Two-year-old Caylee Marie Anthony was reported missing in July 2008. At the time, no one knew that her disappearance would ignite one of the strangest and most scrutinized legal proceedings ever.

Oddly, it wasn't a parent who reported the child missing. It was her grandmother who called 911. Even weirder, the call didn't take place until 31 days after Caylee's disappearance. In the meantime, her mother Casey had told people that her toddler was with a nanny.

The fact that she hadn't reported her missing daughter immediately drew suspicion. So too, did the fact that the trunk of her car smelled like a rotting corpse and featured a strange stain. Casey was charged with first-degree murder, and a few months later, Caylee's duct-taped body was found buried near the family's home.

Investigators found that the trunk stain contained fatty acids consistent with the decomposition of human flesh. In the carpet, they also discovered a lot of chloroform, which can be used to render a person unconscious.

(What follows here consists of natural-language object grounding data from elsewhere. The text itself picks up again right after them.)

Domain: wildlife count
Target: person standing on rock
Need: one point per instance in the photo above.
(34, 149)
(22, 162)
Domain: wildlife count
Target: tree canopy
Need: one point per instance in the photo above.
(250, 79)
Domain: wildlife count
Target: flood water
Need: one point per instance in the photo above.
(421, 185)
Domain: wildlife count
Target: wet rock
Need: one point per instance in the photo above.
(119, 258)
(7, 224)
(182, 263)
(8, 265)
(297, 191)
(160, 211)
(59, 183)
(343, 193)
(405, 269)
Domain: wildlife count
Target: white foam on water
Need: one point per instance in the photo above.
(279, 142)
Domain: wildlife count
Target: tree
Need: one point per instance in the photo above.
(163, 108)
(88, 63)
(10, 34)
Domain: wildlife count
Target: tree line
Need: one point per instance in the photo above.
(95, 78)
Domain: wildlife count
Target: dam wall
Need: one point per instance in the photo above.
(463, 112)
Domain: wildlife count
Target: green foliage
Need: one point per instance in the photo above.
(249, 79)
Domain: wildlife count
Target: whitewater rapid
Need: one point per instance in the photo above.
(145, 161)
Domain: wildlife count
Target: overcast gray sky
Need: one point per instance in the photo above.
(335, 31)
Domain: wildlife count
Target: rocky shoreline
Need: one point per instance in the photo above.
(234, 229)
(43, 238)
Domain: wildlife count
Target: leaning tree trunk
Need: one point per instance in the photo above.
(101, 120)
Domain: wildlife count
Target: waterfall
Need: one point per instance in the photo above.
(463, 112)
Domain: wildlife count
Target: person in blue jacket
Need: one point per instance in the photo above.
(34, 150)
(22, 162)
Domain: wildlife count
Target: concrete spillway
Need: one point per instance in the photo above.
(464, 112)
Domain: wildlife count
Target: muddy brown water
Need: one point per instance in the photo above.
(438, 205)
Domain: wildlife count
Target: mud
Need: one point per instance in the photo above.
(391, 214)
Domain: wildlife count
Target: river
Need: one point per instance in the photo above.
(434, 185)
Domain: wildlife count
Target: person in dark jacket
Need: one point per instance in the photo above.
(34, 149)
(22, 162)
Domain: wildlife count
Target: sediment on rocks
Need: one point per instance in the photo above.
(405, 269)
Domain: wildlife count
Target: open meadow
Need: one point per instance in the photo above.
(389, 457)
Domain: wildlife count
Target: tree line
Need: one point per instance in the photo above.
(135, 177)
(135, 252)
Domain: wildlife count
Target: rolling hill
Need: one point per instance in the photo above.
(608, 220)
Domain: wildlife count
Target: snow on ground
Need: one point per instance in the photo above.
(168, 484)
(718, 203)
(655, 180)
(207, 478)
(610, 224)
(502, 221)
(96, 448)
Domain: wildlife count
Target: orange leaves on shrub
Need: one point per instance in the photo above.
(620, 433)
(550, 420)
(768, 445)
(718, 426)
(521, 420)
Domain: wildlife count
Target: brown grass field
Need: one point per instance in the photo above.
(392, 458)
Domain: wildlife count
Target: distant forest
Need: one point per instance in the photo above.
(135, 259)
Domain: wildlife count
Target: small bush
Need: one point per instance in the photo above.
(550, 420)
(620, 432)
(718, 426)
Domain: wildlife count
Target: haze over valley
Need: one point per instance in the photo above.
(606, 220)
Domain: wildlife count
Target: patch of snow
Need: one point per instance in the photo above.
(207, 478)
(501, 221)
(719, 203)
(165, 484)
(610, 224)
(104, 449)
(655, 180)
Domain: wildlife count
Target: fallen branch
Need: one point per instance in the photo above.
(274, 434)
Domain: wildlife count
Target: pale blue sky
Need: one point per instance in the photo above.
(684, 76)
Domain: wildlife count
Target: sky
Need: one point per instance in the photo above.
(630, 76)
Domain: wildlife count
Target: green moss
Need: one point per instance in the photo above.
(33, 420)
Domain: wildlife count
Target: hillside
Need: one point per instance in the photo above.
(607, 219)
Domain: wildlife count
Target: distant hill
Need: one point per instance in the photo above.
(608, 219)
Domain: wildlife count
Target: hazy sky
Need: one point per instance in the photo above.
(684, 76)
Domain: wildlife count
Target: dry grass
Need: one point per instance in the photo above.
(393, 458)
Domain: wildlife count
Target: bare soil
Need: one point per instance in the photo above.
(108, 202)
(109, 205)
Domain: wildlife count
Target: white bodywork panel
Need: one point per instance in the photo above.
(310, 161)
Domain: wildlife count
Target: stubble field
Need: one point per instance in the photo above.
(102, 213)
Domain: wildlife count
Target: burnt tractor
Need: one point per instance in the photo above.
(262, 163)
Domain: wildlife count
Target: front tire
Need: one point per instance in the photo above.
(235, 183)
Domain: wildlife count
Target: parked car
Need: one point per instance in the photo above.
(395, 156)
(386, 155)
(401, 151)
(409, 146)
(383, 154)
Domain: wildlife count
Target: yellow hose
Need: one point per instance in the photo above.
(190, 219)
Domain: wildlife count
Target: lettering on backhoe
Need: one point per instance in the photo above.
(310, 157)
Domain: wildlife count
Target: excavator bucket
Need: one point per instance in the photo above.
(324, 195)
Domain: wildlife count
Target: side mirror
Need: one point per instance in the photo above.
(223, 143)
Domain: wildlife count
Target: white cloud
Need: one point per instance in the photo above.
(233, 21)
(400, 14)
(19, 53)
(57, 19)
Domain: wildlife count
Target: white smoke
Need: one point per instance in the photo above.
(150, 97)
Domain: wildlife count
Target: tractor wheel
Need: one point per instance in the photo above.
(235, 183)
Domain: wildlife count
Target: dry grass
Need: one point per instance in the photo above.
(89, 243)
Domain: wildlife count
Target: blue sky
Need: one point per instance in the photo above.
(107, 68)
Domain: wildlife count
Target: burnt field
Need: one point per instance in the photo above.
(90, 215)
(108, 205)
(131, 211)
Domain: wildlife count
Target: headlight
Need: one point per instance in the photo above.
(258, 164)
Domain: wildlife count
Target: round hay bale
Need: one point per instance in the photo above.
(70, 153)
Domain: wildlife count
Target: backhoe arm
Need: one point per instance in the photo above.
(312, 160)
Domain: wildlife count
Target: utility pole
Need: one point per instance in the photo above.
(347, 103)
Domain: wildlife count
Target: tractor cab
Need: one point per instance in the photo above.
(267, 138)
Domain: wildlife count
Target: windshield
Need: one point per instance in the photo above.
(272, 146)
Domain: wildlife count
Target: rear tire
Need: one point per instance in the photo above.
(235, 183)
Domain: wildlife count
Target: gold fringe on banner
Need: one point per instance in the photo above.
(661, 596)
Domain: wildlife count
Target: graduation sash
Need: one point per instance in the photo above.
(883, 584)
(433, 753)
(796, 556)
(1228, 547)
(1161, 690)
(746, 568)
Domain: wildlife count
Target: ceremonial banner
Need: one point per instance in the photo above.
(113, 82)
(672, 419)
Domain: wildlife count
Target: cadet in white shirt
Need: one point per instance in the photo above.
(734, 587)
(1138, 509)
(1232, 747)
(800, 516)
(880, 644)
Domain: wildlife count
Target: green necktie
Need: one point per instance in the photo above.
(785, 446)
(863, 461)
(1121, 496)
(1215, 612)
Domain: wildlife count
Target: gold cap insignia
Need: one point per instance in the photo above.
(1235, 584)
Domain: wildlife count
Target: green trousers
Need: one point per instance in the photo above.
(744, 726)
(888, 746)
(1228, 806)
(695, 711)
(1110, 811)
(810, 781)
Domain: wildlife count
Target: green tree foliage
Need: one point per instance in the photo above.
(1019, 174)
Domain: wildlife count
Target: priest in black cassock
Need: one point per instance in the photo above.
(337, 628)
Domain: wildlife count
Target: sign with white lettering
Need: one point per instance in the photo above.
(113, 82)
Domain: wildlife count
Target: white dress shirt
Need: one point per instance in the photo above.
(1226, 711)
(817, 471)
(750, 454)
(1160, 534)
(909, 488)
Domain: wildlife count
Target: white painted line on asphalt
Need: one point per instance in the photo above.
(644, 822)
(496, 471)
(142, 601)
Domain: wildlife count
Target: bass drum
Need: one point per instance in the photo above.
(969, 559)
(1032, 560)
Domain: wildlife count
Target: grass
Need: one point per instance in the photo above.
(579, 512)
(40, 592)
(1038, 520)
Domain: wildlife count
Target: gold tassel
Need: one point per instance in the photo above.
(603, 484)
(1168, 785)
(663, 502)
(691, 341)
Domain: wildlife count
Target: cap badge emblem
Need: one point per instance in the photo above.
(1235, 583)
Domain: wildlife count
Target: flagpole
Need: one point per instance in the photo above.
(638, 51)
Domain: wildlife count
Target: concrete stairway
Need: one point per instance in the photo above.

The murder trial featured hundreds of pieces of evidence. Prosecutors included Casey's own conflicting statements, which proved that she lied to authorities numerous times.

Yet in spite of all of the evidence, including the trunk stains, jurors weren't sure that the state had proved its case beyond a reasonable doubt. They agreed that Casey couldn't be convicted, so she walked free in July 2011, setting off a media frenzy and public outrage.